In most cases, they require a deposit, which is used alongside the mortgage to purchase your property. The larger your deposit, the more likely you are to be accepted with better (lower) interest rates.
They vary in length but can run for up to 40 years depending on your individual circumstances. Mortgages are available with fixed rates (same payment every month) or variable rates (payment could change over time), and can be in both sole or joint names.
Pros |
Cons |
Become a homeowner: Mortgages can get you onto the property ladder. |
High upfront costs: Deposits, conveyancing costs, and other fees can mount up. |
Build equity: As you pay off the loan, you build equity in your home. |
Risk of repossession: Missed payments can mean losing your home. |
Car finance loans
Car finance loans are specifically for purchasing vehicles. There are different types of car finance loans available, and they are often secured by the car itself. Some will allow you to take them out in joint names.
Pros |
Cons |
Lower interest rates: Can be lower than unsecured loans because the car serves as collateral. |
Risk of repossession: If you can't make payments, the lender can repossess the car. |
Fixed terms: Predictable monthly payments. |
Depreciation: Most cars lose value over time, which can affect the loan-to-value ratio. |
Credit-building loans
Credit-building loans can be a useful way for people with limited or no credit history to establish credit. They are often for small amounts and designed to help build a positive credit profile.

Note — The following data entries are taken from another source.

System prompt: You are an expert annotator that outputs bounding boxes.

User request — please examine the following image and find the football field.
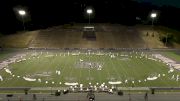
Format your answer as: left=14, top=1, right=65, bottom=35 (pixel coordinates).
left=0, top=50, right=180, bottom=87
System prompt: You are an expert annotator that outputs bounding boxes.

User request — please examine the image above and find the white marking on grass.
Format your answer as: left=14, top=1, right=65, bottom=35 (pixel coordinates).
left=108, top=81, right=122, bottom=85
left=4, top=68, right=12, bottom=75
left=147, top=76, right=158, bottom=81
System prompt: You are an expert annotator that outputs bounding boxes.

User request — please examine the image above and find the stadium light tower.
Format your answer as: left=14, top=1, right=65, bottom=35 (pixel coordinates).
left=18, top=10, right=26, bottom=31
left=151, top=13, right=157, bottom=26
left=86, top=9, right=93, bottom=24
left=151, top=12, right=157, bottom=36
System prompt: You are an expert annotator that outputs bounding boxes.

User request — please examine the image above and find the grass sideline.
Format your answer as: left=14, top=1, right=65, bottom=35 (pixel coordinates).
left=0, top=51, right=180, bottom=87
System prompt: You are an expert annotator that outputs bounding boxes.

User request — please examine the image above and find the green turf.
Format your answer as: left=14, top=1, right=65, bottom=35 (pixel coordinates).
left=0, top=52, right=180, bottom=87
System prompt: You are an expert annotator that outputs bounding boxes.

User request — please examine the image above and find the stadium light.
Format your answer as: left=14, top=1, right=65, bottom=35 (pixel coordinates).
left=86, top=9, right=93, bottom=24
left=151, top=13, right=157, bottom=18
left=18, top=10, right=26, bottom=31
left=18, top=10, right=26, bottom=16
left=151, top=12, right=157, bottom=36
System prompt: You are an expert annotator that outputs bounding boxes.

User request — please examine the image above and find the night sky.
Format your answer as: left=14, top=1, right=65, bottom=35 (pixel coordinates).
left=0, top=0, right=180, bottom=33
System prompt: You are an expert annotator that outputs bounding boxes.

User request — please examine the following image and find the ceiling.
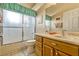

The lender holds the loan amount in an account, which you make monthly payments to. Once the loan is paid off, you are given access to the funds. These loans sometimes come with subscription fees.
Pros |
Cons |
Build your credit score: Can help you build a credit history to improve your chances of accessing credit in the future. |
Delayed access to funds: You’re unable to access the funds until you have paid off the loan. |
Easier acceptance: Eligibility is less credit focused given the loan’s nature. |
Subscription fees: Some lenders will charge subscription fees in order to take out a credit-building loan. |
Student loans
Student loans help cover the cost of education, including tuition, fees, and living expenses. There are provided by the government through the Student Loans Company.
Pros |
Cons |
Lower interest rates: Student loans often have low rates, although these depend on when you started your course. |
Debt burden: Can accumulate significant debt over time. |
Deferred payments: Payments only begin once you are earning above a certain salary threshold. This threshold also depends on when you began studying. |
Limited use: Funds must be used for educational expenses. |
Payday loans
Payday loans are short-term loans designed to help you get by until you’re next paid. This means you’re usually expected to pay them back within a month.
Although they’re quick to get, they come with large costs. Interest rates can be very high, and improper use can result in unmanageable debt, so they’re best saved for emergencies.